Security Evaluation of Mobile Banking Applications In Sudan

Abstract

Mobile banking is an electronic banking service that allows customers to conduct financial transactions remotely through a bank application, as the number of subscribers to mobile banking applications in Sudan until the end of 2018 reached about 5.6 million subscribers, an increase of (96.9%) from the end of 2017. The research selectedmost important and popular 13 banking applications and discussed the security assessment of these applications based on six factors represented in: first privacy, which are the powers that the application needs, secondlyreverse engineering and reading the source code, can the application be modified and rebuilt, third verification factors and what are the requirements that the banking application needs to connect To the bank account, fourthly securing the connection between the application and the server, and is the sent data encrypted? Fifthly, securing the data stored on the phone, and how is the data stored on the phone, is it encrypted and what is the risk of this data?
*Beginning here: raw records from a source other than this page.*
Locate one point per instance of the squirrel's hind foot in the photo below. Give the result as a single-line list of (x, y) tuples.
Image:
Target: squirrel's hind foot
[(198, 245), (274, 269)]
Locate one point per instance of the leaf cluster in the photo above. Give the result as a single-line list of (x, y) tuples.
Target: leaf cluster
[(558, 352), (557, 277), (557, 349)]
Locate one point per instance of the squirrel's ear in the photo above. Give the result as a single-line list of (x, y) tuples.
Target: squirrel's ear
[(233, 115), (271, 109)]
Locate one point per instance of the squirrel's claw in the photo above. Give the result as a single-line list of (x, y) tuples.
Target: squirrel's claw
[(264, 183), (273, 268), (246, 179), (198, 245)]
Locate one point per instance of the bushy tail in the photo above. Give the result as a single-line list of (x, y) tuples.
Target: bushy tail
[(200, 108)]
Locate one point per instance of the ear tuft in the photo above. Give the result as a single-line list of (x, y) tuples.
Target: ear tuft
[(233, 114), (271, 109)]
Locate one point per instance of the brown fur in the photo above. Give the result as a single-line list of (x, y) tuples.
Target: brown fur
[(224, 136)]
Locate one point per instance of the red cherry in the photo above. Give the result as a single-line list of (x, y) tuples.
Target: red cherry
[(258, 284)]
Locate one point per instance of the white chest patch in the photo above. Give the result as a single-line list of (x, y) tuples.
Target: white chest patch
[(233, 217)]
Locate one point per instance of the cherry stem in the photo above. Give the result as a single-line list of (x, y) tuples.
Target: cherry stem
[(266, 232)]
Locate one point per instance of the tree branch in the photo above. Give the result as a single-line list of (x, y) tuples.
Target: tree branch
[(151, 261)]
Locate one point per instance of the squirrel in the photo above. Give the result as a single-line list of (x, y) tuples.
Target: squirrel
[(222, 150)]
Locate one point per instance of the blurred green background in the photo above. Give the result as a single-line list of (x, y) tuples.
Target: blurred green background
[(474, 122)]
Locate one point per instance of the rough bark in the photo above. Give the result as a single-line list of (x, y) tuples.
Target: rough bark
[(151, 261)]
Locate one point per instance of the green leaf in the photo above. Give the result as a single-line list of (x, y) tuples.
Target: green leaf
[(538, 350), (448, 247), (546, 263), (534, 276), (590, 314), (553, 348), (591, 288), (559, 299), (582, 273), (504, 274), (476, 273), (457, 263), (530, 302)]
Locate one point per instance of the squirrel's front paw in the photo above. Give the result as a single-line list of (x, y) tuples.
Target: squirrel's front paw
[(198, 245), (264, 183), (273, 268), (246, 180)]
Sixth, the session duration, which is the time during which the banking application remains connected with The server can perform all operations at this time. The research reached a noticeable difference in the applications in terms of privacy and the powers that some applications need that may affect the privacy of the user, and in terms of security, there are some security threats. The research recommends limit access privileges, encrypting the application code, encrypting the connection, using two-line verification, saving sensitive data on the service provider, and some methods that can be used to reduce the risk of these security threats.